Preparing Your Ingredients for Derby Pie

Prep steps:

  1. Toast pecans on a baking sheet at 350°F for 5–7 minutes. Cool, then chop.
  2. Chop chocolate into rough pieces if using a bar.
  3. Melt butter and let it cool slightly so it doesn’t cook the eggs.
  4. Preheat oven to 350°F and place a rack in the lower third.

Pro tips:

  • Measure brown sugar by packing it into the cup for consistent sweetness.
  • If you prefer a nuttier profile, grind half the pecans and fold in the rest chopped.

Step-by-Step Instructions: How to Make Derby Pie that Tastes Like Churchill Downs

  1. Whisk together 2 eggs, 1 cup brown sugar, and 1/2 cup granulated sugar until smooth.
  2. Whisk in 6 tbsp melted butter, 1 tbsp vanilla, and 2 tbsp bourbon until combined.
  3. Fold in 1 cup toasted pecans and 3/4 cup chopped dark chocolate.
  4. Pour filling into the unbaked 9-inch pie crust, smoothing the top.

Baking:

  • Bake at 350°F for 45–55 minutes. The center should be slightly jiggly but not liquid.
  • If edges brown too quickly, shield crust with foil after 25–30 minutes.

Warnings and checks:

  • Use an oven thermometer for accuracy.
  • Overbaking causes a dry, hard filling—remove when center still has slight give.

Finishing, Serving, and Storage Tips for Derby Pie

Finishing:

  • Let the pie cool at least 2 hours for the filling to set. For clean slices, chill 30 minutes more.
  • Serve with a dollop of whipped cream or a scoop of vanilla ice cream and a mint sprig.

Storage:

  • Store covered at room temperature up to 2 days, or refrigerated up to 5 days.
  • To freeze: wrap tightly and freeze up to 2 months. Thaw overnight in the fridge.

Variations and substitutions:

  • Swap bourbon for coffee liqueur for deeper chocolate notes.
  • Use walnuts instead of pecans if preferred.
  • For a less-sweet version, reduce brown sugar by 1/4 cup.

Troubleshooting:

  • Fissured top? You baked too long or oven too hot.
  • Runny center? Bake an extra 5–10 minutes and check again.
  • Soggy bottom? Blind-bake crust for 10 minutes before filling.

Let the aroma of butter, toasted pecans, and bourbon guide your timing. A well-made Derby Pie should be balanced: crunchy nuts, silky chocolate, and a rich caramel-like custard.

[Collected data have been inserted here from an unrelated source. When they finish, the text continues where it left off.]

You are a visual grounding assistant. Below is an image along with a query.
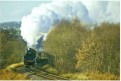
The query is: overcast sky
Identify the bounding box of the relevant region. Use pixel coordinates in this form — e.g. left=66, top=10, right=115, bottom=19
left=0, top=1, right=50, bottom=23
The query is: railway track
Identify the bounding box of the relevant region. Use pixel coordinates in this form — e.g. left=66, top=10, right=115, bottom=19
left=25, top=67, right=67, bottom=80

You just learned how to make Derby Pie that tastes like Churchill Downs — flaky crust, gooey chocolate, toasted pecans, and a hint of bourbon. Pin this guide for your next race-day dessert and save time with the make-ahead tips. Which trick will you try first — toasting pecans, adding bourbon, or chilling before slicing? Ready to make this happen? Let’s do it!